As Uncle Bulgaria could have told you, it’s a lifetime’s work clearing up the rubbish that litters the marketing landscape. One of the current topics flapping annoyingly in the breeze is all the nonsense uttered about ‘word of mouth’, or WOM for short.
Most weeks you’ll find a story about some brand abandoning brand advertising and instead investing in a WOM strategy. Last year, I attended two conferences where the same speaker – a renowned expert in the social media space – put up a chart headed “Word of mouth is the new television”.
It’s difficult to know quite where to start with such a statement, but I’ll have a go.
It makes the frankly barking assumption that the ‘old’ television – i.e. real television – is being replaced; it thinks of media experiences as neat little silos that don’t overlap; and it fails to recognise that ‘word of mouth’ of any significance cannot exist in a vacuum and relies on the media it is apparently ‘replacing’ to provide the oxygen.

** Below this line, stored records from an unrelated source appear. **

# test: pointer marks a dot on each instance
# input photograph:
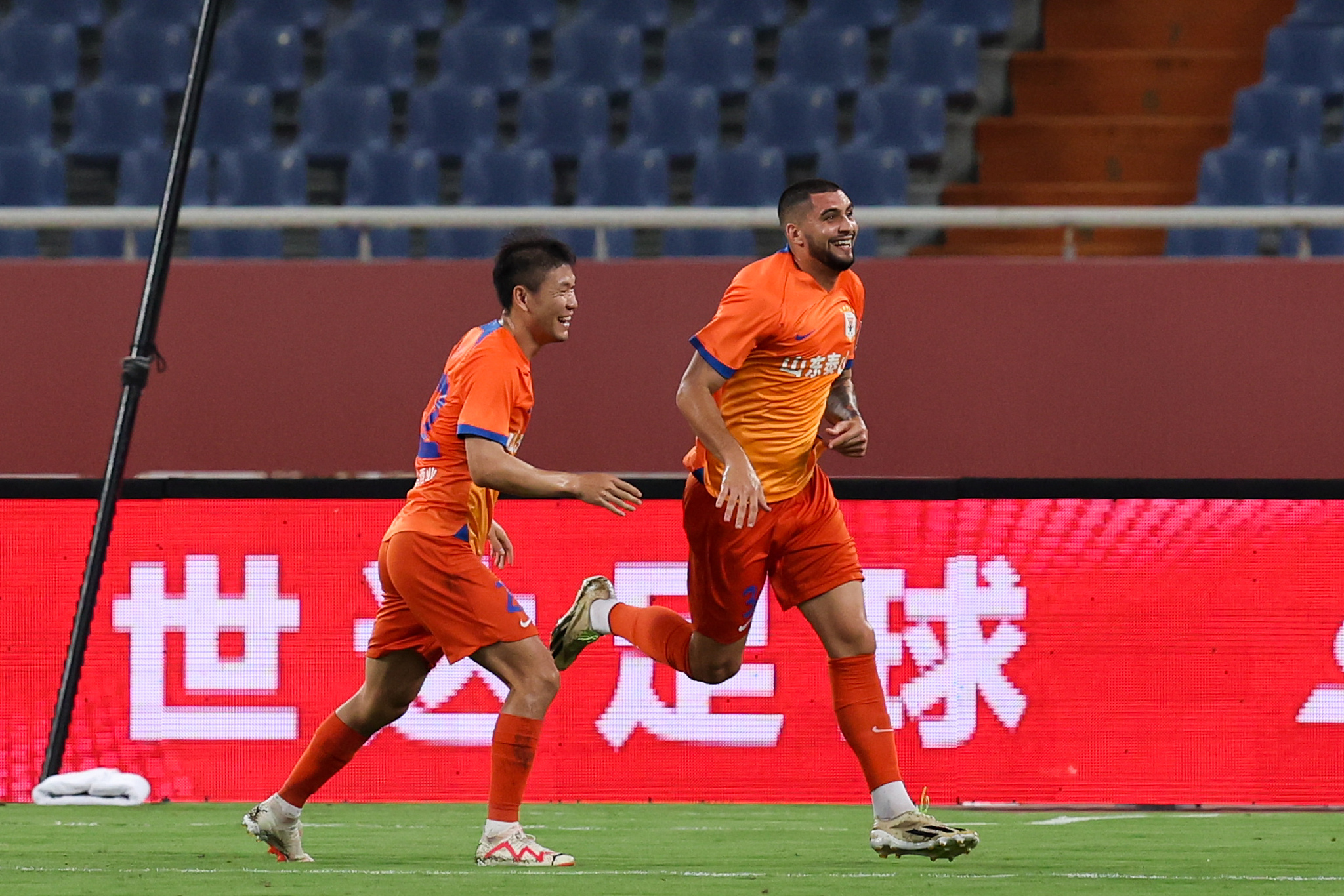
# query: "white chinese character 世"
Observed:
(691, 719)
(421, 720)
(967, 662)
(260, 613)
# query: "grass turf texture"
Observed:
(424, 848)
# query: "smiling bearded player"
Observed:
(440, 598)
(768, 371)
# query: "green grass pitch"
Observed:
(705, 848)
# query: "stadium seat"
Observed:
(338, 119)
(234, 117)
(831, 57)
(721, 58)
(534, 15)
(913, 119)
(744, 175)
(34, 52)
(679, 119)
(374, 55)
(494, 57)
(253, 178)
(146, 52)
(114, 119)
(624, 176)
(593, 52)
(946, 57)
(79, 14)
(1273, 115)
(423, 15)
(1307, 58)
(564, 120)
(259, 52)
(753, 14)
(990, 18)
(642, 14)
(383, 178)
(24, 117)
(797, 120)
(452, 120)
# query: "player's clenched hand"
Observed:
(501, 550)
(741, 495)
(606, 491)
(849, 437)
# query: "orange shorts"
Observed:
(803, 544)
(440, 600)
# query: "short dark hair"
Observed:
(801, 192)
(524, 260)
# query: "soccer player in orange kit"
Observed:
(440, 598)
(770, 371)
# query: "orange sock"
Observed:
(862, 711)
(659, 632)
(332, 747)
(511, 762)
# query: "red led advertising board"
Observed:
(1035, 651)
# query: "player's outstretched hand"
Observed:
(606, 491)
(741, 495)
(849, 437)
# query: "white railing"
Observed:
(601, 219)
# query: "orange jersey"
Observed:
(781, 342)
(486, 391)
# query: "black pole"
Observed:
(135, 375)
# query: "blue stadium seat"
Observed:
(624, 176)
(797, 120)
(534, 15)
(259, 52)
(593, 52)
(234, 117)
(383, 178)
(146, 52)
(679, 119)
(488, 55)
(29, 178)
(564, 120)
(423, 15)
(815, 54)
(753, 14)
(35, 52)
(114, 119)
(1320, 182)
(452, 120)
(987, 16)
(24, 117)
(910, 117)
(641, 14)
(744, 175)
(81, 14)
(338, 119)
(722, 58)
(374, 55)
(1273, 115)
(253, 178)
(946, 57)
(866, 14)
(1307, 58)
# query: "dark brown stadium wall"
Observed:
(983, 369)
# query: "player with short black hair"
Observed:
(769, 373)
(438, 600)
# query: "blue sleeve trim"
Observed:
(463, 429)
(719, 367)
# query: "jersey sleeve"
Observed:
(745, 319)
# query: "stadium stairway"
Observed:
(1117, 109)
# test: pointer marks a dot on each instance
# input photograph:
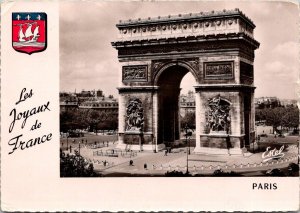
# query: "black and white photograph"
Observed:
(178, 89)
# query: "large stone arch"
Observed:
(217, 48)
(185, 64)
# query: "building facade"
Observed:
(217, 47)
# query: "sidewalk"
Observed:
(159, 164)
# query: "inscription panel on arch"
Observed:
(134, 73)
(219, 70)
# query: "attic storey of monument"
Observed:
(218, 49)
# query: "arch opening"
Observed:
(169, 117)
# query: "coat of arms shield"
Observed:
(29, 32)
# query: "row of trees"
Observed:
(284, 117)
(88, 119)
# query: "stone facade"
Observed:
(155, 54)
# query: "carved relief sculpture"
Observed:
(218, 70)
(218, 118)
(135, 73)
(134, 115)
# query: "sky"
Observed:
(88, 61)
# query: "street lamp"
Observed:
(187, 134)
(79, 148)
(67, 143)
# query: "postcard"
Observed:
(149, 106)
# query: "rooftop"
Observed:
(186, 17)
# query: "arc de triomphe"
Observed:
(217, 48)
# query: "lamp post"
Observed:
(67, 143)
(187, 134)
(79, 147)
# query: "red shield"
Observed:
(29, 32)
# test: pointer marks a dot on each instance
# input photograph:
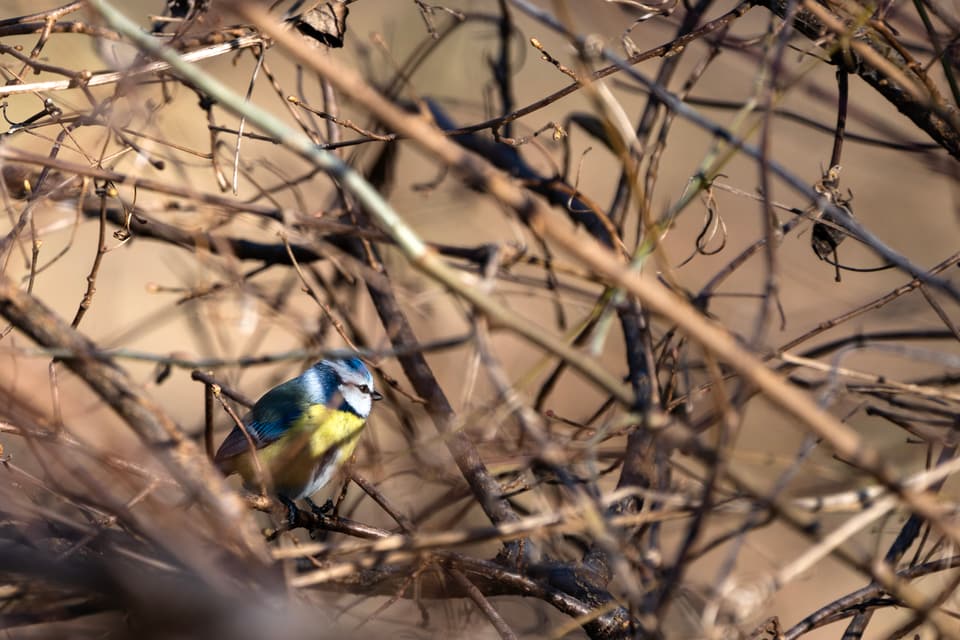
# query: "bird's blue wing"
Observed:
(270, 417)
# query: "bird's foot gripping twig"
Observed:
(293, 512)
(323, 511)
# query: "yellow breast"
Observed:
(305, 457)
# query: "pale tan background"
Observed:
(909, 201)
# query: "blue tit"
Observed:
(301, 431)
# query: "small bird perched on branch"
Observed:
(300, 432)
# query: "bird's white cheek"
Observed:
(360, 401)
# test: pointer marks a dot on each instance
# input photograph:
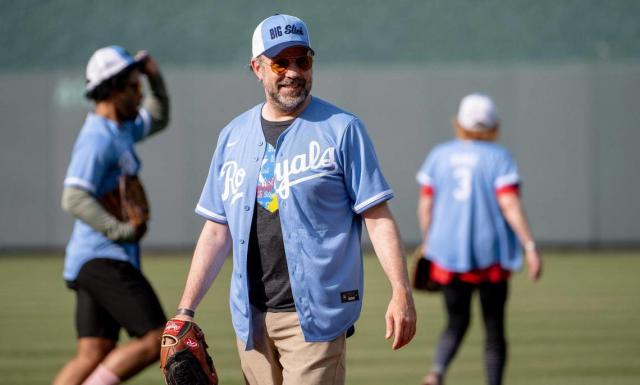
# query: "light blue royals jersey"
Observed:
(103, 151)
(467, 228)
(326, 175)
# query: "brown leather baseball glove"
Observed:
(128, 201)
(183, 355)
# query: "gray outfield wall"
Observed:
(573, 128)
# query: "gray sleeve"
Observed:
(157, 104)
(82, 205)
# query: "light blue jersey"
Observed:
(102, 152)
(326, 174)
(467, 228)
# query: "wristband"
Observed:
(530, 246)
(185, 311)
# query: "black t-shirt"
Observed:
(269, 286)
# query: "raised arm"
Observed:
(425, 205)
(513, 211)
(82, 205)
(211, 251)
(401, 313)
(157, 103)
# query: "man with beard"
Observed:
(102, 263)
(291, 182)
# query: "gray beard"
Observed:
(288, 104)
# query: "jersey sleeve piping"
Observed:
(505, 180)
(210, 215)
(423, 179)
(81, 183)
(374, 200)
(146, 122)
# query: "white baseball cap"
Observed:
(106, 63)
(278, 32)
(477, 112)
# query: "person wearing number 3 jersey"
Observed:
(474, 230)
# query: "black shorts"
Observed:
(112, 294)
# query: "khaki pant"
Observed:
(282, 357)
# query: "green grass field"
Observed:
(580, 325)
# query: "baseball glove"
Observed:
(128, 201)
(183, 355)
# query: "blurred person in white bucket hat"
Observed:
(474, 230)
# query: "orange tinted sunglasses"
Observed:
(282, 64)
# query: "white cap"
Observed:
(105, 63)
(477, 112)
(278, 32)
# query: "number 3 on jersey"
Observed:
(462, 176)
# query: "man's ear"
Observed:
(256, 65)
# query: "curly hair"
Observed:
(117, 82)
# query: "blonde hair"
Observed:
(483, 133)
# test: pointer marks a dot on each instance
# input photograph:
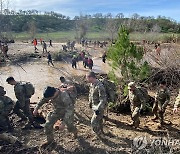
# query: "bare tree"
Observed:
(112, 28)
(81, 27)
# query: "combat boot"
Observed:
(51, 144)
(27, 126)
(37, 126)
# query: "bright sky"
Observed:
(168, 8)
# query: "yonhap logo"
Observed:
(140, 142)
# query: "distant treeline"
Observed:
(22, 21)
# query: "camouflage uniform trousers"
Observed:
(53, 117)
(158, 111)
(135, 115)
(4, 123)
(26, 110)
(8, 138)
(97, 122)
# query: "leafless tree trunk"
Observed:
(112, 28)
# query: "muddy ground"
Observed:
(119, 135)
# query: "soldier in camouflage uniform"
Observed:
(137, 101)
(177, 103)
(6, 107)
(98, 102)
(162, 99)
(68, 86)
(23, 104)
(63, 109)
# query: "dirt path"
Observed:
(119, 135)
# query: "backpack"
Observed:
(110, 88)
(29, 89)
(90, 62)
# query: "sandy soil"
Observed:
(119, 135)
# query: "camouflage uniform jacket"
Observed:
(72, 93)
(20, 93)
(61, 103)
(6, 105)
(177, 102)
(137, 98)
(97, 96)
(162, 97)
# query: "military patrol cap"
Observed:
(10, 79)
(49, 92)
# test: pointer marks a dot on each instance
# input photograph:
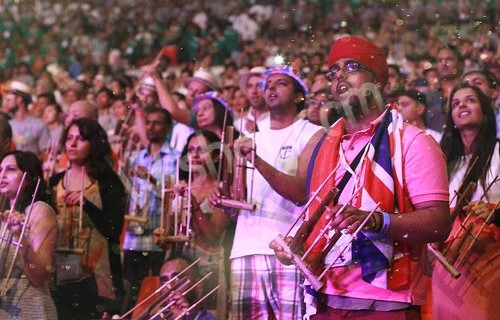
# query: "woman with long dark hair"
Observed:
(27, 292)
(473, 157)
(91, 203)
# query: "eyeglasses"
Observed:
(192, 150)
(316, 102)
(349, 67)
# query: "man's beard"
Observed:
(358, 103)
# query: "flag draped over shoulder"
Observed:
(381, 175)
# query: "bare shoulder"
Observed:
(42, 213)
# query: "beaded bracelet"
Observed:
(386, 219)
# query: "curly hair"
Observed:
(100, 158)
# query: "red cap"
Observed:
(363, 51)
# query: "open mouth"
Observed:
(342, 88)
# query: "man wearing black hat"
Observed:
(29, 133)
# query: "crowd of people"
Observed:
(143, 139)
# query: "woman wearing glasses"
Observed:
(208, 223)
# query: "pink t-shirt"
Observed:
(424, 179)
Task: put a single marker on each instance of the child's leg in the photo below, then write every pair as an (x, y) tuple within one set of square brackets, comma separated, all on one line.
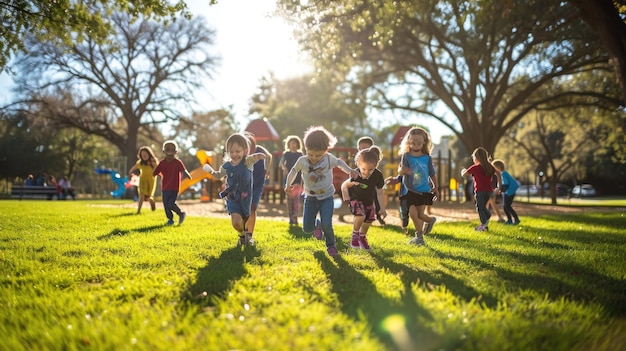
[(508, 202), (290, 207), (481, 207), (140, 200), (311, 208), (417, 222), (169, 200), (237, 221), (326, 207), (404, 214)]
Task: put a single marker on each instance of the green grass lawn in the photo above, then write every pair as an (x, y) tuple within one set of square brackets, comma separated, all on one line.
[(81, 275)]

Part of the problem is that practitioners in this space see WOM as a new media channel, primarily via social media online. But WOM has existed since the dawn of language. It has always been part of the marketing ‘eco-system’ and it is indeed very important. At least we can agree on that.
New research from US WOM specialists Keller Fay puts the debate into focus. They have produced a WOM monitoring tool, based on the reported conversations of over 36,000 people. Not only does the research demonstrate the huge influence WOM has on our brand perceptions and experiences, it also highlights where these conversations are taking place and which brands they feature, as well as what causes them.
Only 6% of brand-related conversations take place online. A further 15% are conducted on the ‘phone, whilst over three quarters are conducted via our preferred social media platform: face-to-face.
Another sobering thought is that the conversations digerati might be having among themselves are not necessarily a reflection of the wider world. The top categories for brand-related conversations are food and dining, followed by media and entertainment. Technology is sixth on the list. Similarly, the top five talked about brands are Coke, Pepsi, Wal-Mart and two telecoms companies; not a Twitter or Apple amongst them.
But perhaps the most exciting finding for those of us in the marketing industry is that almost half of all consumer brand conversations refer directly to those brands’ marketing or media activity, and that the biggest single factor influencing those conversations is good old brand advertising.
If we bring into the mix TV’s ability to create talkability and ‘buzz’ around brands (as demonstrated by both the IPA ‘Marketing in the Era of Accountability’ study and YouGov’s Brand Index data) then we realise how much we need tools to identify and optimise these amplification effects.
Our recent research with Facebook started to explore the rich rewards available to brands which recognise and nurture the relationship between TV ads and facilitated WOM.
The good news is that the IPA Touchpoints study will be including metrics based around the Keller Fay findings in this year’s data. I’m looking forward to using it, not least to finally bin the ridiculous notion that TV and word of mouth are unrelated and replacements for each other, rather than the fabulously complementary phenomena that they are.